As a manager on Wall Street, Sue was on the losing end of two wrongful-termination suits. Both times she had fired subordinates in a way that was, in her words, “totally wrong on so many levels.”
The first suit was brought because she criticised an employee’s frequent absences saying: “Are you sure you’re really sick? Come in here and we’ll decide how sick you are and whether you should go home.” The second was a result of her critique of another employee with child care problems: “You should have thought about that before you took this job.”
What turned her around, Sue said, was an intervention. Her bosses insisted that she attend “charm school.” But if management isn’t willing to step forward at your workplace, Sue said, the trick is to “call out the behaviour in a public way, don’t just take it.”
So the worker with the smelly trash might pick it up and carry it into her tormentor’s cubicle when others are watching. And the manager who fails to answer e-mail messages should be asked in front of the chief executive, “Shall I leave a note on your desk whenever I send you an urgent e-mail since I know you get so many messages every day?”

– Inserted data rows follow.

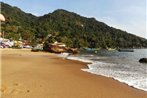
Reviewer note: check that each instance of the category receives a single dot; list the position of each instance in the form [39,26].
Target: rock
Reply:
[143,60]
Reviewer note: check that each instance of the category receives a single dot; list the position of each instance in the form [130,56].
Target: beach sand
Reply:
[28,74]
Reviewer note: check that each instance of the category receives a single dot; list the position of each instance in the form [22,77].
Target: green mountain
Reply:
[66,27]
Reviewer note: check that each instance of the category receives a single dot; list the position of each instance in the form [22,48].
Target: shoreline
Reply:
[57,77]
[86,67]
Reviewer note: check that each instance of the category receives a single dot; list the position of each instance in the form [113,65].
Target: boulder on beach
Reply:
[143,60]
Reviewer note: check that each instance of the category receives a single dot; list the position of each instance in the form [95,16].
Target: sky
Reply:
[128,15]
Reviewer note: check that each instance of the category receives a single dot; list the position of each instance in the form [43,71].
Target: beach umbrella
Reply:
[2,18]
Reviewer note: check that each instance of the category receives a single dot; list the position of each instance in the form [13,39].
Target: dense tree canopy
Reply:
[66,27]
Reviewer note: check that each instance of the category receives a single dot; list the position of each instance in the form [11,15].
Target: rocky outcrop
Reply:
[143,60]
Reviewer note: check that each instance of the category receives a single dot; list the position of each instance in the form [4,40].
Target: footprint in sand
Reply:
[14,89]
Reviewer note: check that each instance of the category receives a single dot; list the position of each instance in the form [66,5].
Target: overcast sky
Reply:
[128,15]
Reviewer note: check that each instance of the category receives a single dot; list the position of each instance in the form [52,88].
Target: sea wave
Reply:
[127,74]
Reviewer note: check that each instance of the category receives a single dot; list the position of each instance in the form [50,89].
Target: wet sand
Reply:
[28,74]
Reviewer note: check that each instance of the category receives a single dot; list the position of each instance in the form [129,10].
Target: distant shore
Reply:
[27,74]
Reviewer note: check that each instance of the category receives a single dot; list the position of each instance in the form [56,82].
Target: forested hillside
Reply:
[66,27]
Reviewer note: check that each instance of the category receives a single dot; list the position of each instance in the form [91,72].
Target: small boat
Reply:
[125,50]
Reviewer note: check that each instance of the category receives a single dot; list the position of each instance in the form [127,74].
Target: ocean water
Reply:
[122,66]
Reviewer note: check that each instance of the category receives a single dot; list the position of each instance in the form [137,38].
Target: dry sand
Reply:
[42,75]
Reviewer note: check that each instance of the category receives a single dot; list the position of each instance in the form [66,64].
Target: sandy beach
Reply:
[27,74]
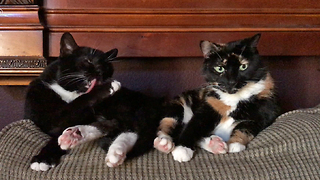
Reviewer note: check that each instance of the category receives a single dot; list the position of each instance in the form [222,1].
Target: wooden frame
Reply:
[21,44]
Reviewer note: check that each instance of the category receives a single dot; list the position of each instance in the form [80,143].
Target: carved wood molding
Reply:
[21,44]
[20,70]
[21,2]
[160,28]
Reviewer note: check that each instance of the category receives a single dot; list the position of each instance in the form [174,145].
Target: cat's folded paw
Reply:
[116,85]
[70,138]
[182,154]
[236,147]
[115,157]
[163,144]
[40,166]
[76,135]
[214,144]
[43,162]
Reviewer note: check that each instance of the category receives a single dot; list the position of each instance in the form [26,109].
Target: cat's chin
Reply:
[91,85]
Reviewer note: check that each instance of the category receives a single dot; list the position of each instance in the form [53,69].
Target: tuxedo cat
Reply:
[237,102]
[76,89]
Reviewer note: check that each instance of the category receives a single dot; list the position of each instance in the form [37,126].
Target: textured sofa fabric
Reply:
[288,149]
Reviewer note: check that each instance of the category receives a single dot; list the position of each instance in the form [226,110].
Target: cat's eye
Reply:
[219,69]
[243,67]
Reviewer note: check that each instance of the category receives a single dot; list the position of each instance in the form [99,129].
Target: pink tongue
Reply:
[93,83]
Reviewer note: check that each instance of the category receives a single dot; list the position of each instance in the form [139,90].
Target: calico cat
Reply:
[77,89]
[237,102]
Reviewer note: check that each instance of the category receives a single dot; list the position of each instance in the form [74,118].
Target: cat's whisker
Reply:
[217,54]
[243,50]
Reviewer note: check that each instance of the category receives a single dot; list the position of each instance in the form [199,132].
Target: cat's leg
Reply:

Dealing with relationships
If all these working relationships sound beyond repair, consider the case of Anne DeMarzo and Howard Greenberg, who met at work selling real estate in 1985, were engaged and broke things off. She accused him of loving the dog more than her. He worried that she would get old and let herself go. A few years later they became partners in DeMarzo Realty, a Manhattan brokerage. “Just because we weren’t meant for each other doesn’t mean we don’t work great together,” Greenberg said.